El 31 de enero de 1981, a eso de las 8:30 de la noche, nueve años y medio después de tanta gloria y tanto derroche de gallardía y emoción patriótica, un cabrón de florero, un rolitranco de inútil que respondía al nombre de Santiago Leiva, nuestro hermano menor, se disponía a insultar con su debut al boxeo profesional y a esa categoría tan llena de heroísmo como la Ligero Júnior. En todo lo ocurrido aquella madrugada de 1971 pensaba yo con mucha amargura, recostado de una pared en el rancho de Catia La Mar, mientras esperaba la transmisión del combate de Santiago por Venezolana de Televisión.
Micaela se había armado de sinceridad para confesarle que no iba a poder asistir en persona a una pelea de él, su menor hijo, porque ahora sí era verdad que los nervios podían fulminarla, pero le prometió seguir las incidencias del combate por la TV. "Total, yo nunca he visto a nadie de mi familia en esa pantalla y el orgullo va a ser grandísimo", razonó, y yo aproveché para decirle que tampoco podía ir porque debía acompañar a la vieja.
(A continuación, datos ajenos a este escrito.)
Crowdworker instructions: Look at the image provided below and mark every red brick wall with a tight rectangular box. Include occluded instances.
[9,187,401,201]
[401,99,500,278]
La situación en el rancho era en esencia la misma de hacía una década aunque con sus tremendos cambios, lo cual me hacía pensar también en la secuencia Adela-Lupita. El televisor de ahora era a color, lo cual por supuesto no era la diferencia más importante. Santos ya no estaba; en su lugar, unos quince vecinos y vecinas, que hacía un mes ni saludaban al pasar, de pronto querían mucho a Micaela porque su hijo iba a salir en la TV y se dignaron llevar al rancho comida y unas cuantas cervezas, obsequios que al parecer los hacían sentir importantes y llenos de derechos pues ocupaban los muebles y sillas y estremecían la sala con sus comentarios idiotas, casi todos para opinar que Santiago iba a ganar por nocaut porque ese muchacho era muy fuerte y muy sano y muy aplicado y todo lo demás, mientras preparaban a Micaela porque esa noche le salía celebración.
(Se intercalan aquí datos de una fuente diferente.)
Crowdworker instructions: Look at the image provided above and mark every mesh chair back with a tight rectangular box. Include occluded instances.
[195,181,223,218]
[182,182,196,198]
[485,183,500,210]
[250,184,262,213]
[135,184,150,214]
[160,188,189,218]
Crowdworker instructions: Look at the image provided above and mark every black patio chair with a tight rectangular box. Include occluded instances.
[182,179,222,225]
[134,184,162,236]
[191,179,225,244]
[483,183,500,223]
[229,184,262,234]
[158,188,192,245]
Por mi parte, yo dudaba que las pesas y el entrenamiento le hubieran dejado al Santiago algo más que un montón de músculos y una pegada regular, pero no dije nada porque no estaba de humor para ponerme a rebatir estupideces. Allí en el ring, Santiago tendría que fajarse con un tipo más grande, más pesado y, sin duda, mejor preparado que todos los curracos que había enfrentado hasta entonces. Como no había nada que hacer mientras llegaba el momento en que al Santiago y a mi vieja Micaela los iban a despertar de su sueño con una estremecida de las feas, simplemente me dediqué a esperar frente al televisor.
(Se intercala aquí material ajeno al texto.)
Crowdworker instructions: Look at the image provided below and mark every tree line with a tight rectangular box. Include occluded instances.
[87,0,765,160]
A las 8:30 en punto, una voz dijo "Promociones internacionales Rafito Cardona y Venezolana de Televisión presentan, a nombre de", mencionó un puñado de anunciantes y después tronó: "Boxeo profesional". Un boxeo que, por cierto, ya venía en decadencia y esto se veía con mucha claridad en el paisaje. Pero semanalmente, sin falta, el canal 8 transmitía aquellas jornadas desde la plaza de toros del Nuevo Circo –meses más tarde se realizarían en el Poliedrito, y luego en el Poliedro de Caracas.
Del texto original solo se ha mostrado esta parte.